Complexity is the study of relationships.
Complexity students have created images that help us understand different structures of relationships.
This classic diagram describes the different forms a network can take. The dots are commonly called ‘nodes’, the dashed lines ‘links’. These diagrams were developed to illustrate telecommunications systems, but they can help us to visualise many different networked relationships.
Think of a system of relationships you are a part of, or are interested in. Make sure you are clear about 1: what the network represents 2. what the nodes represent 3: what the links represent.

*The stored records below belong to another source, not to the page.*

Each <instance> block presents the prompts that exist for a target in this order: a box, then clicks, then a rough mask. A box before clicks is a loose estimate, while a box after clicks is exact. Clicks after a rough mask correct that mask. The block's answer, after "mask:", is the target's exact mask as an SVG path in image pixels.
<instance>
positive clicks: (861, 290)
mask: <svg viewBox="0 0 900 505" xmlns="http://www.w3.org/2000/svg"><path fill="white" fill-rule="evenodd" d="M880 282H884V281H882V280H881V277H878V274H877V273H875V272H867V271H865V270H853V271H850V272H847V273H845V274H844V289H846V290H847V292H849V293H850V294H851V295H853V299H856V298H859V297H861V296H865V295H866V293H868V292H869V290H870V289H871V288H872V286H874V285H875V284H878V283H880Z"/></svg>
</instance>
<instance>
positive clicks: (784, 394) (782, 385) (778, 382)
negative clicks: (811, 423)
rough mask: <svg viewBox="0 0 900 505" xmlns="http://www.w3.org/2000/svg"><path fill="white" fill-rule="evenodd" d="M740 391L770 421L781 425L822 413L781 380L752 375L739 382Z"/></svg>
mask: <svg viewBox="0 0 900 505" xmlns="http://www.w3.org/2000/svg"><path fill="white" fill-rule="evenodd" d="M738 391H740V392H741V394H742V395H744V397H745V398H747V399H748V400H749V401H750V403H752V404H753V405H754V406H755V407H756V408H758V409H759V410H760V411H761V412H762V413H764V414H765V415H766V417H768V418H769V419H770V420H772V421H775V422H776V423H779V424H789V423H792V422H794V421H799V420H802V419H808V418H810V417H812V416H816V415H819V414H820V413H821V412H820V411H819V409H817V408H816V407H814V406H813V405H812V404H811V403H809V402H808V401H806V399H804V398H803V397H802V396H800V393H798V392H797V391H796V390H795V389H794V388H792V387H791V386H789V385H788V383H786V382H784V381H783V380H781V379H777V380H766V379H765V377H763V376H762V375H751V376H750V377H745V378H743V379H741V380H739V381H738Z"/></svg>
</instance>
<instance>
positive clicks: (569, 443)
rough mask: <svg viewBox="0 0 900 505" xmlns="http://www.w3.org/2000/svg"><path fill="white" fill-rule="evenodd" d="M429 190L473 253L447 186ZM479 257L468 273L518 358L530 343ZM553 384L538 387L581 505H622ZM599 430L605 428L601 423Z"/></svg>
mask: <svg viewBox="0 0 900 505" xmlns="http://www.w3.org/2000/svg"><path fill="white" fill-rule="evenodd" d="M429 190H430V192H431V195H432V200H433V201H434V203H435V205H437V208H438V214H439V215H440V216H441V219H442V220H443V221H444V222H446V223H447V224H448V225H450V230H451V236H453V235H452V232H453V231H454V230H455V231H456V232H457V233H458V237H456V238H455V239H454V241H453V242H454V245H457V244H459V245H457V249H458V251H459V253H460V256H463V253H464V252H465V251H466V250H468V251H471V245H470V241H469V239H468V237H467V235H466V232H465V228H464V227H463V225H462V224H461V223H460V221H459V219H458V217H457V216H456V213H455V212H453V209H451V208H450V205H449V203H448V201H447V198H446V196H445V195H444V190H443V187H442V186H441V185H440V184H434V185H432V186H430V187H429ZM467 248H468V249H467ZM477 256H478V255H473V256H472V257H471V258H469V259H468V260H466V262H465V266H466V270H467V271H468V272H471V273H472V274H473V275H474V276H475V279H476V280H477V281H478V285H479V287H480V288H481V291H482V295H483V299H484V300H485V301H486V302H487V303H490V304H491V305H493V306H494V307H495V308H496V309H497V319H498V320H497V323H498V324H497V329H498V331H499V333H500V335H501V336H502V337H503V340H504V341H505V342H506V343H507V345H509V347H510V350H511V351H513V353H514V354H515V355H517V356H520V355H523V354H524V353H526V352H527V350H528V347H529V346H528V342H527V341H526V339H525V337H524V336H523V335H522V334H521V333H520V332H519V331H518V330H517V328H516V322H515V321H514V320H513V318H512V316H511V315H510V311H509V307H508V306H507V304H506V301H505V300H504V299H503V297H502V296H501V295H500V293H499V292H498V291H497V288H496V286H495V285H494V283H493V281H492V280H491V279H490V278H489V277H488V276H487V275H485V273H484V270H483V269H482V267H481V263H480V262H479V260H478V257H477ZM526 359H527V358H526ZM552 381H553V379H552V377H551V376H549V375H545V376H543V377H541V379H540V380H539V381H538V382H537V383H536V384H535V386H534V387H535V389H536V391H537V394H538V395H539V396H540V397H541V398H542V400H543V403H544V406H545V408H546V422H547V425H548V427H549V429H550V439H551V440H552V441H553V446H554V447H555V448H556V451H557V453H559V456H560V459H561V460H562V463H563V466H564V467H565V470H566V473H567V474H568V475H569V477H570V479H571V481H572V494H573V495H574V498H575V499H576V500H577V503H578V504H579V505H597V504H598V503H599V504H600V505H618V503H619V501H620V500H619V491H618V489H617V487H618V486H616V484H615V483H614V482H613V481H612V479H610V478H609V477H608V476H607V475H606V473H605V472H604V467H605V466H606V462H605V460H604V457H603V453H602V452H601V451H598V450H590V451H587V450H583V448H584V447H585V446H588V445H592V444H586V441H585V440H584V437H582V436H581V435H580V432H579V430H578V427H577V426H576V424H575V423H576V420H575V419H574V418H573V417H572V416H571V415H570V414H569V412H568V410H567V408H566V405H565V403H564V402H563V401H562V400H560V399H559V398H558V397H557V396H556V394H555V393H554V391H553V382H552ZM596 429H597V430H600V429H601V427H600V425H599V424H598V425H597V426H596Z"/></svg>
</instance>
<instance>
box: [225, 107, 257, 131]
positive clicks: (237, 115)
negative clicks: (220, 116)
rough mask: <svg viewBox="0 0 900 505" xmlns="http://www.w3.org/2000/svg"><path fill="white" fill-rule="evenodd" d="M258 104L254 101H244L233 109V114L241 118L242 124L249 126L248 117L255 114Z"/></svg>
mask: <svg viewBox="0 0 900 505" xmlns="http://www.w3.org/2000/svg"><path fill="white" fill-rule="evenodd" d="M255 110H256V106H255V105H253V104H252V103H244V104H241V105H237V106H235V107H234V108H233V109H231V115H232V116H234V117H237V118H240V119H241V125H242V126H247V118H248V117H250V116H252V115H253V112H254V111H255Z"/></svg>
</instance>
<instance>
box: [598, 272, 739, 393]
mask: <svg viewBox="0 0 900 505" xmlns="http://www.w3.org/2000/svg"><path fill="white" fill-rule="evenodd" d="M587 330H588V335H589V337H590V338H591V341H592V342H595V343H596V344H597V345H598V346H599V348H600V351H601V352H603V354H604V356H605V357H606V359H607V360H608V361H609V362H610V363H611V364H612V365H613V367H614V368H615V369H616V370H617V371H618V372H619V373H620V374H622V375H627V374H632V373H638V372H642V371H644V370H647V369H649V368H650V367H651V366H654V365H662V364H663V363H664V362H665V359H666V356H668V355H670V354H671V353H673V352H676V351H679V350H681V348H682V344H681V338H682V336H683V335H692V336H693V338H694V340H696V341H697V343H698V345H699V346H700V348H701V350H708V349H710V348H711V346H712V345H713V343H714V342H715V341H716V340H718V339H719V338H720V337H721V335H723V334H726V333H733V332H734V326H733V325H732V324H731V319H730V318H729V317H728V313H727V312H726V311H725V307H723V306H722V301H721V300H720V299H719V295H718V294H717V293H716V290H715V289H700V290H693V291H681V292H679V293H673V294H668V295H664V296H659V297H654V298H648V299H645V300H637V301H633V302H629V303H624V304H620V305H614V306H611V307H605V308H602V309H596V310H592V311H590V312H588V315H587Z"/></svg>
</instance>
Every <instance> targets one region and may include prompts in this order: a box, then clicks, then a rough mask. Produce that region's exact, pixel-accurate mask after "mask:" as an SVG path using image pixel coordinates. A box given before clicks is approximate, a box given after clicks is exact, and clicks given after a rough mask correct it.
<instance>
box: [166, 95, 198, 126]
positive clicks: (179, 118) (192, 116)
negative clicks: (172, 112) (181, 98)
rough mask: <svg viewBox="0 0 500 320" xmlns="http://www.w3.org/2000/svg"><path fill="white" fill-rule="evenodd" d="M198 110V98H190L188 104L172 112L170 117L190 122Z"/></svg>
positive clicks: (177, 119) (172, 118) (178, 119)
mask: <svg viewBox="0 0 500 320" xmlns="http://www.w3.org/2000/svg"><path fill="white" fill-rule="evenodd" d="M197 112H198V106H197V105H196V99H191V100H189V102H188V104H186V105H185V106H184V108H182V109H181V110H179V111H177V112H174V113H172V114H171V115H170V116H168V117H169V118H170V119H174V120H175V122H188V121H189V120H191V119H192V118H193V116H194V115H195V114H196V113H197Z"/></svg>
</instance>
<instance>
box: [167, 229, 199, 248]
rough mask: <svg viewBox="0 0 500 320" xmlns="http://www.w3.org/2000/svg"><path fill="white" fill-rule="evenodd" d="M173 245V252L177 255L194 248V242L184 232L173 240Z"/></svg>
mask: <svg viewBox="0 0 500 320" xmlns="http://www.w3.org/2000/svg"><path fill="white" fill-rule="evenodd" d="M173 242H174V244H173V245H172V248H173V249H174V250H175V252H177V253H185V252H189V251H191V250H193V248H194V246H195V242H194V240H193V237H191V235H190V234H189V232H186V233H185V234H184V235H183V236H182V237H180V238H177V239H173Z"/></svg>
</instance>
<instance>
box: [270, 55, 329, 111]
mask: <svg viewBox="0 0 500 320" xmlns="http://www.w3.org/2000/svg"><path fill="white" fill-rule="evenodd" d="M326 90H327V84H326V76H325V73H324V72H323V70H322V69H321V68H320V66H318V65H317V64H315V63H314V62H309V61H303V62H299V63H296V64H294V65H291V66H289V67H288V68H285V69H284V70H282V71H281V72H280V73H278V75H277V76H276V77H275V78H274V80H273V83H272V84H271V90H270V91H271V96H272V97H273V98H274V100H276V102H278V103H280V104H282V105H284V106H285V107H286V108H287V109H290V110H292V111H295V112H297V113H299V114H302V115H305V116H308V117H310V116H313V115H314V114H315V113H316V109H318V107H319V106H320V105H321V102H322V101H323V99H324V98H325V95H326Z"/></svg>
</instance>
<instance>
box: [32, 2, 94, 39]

1: an ecosystem 2: living organisms 3: nutrient exchange, as in a food web
1: twitter 2: twitter accounts 3: connections made on twitter e.g. replies, retweets, favourites (for an elegant representation of this, see hawksey.info/tagsexplorer/ )
What would be the positive and negative impact of organising your network in each of these different ways?
Think about what would happen to the whole system if one link or node broke. Would it look the same? This is a question about the system’s resilience.
Think about how long it would take to get a ‘message’ from one side of the network to another. How many links would you have to pass through? This is a question about the system’s efficiency.
Complex systems tend to take the form of a decentralised network, balancing resilience with efficiency. Many organic systems organise themselves in this way, and the internet, with it’s complex mix of computational and social dynamics does so too.
What I’m interested in is how these images help us to understand social relationships. Try looking at these diagrams as:
1: society 2: people 3: power relationships
What are the ethical implications of these different ways of organising?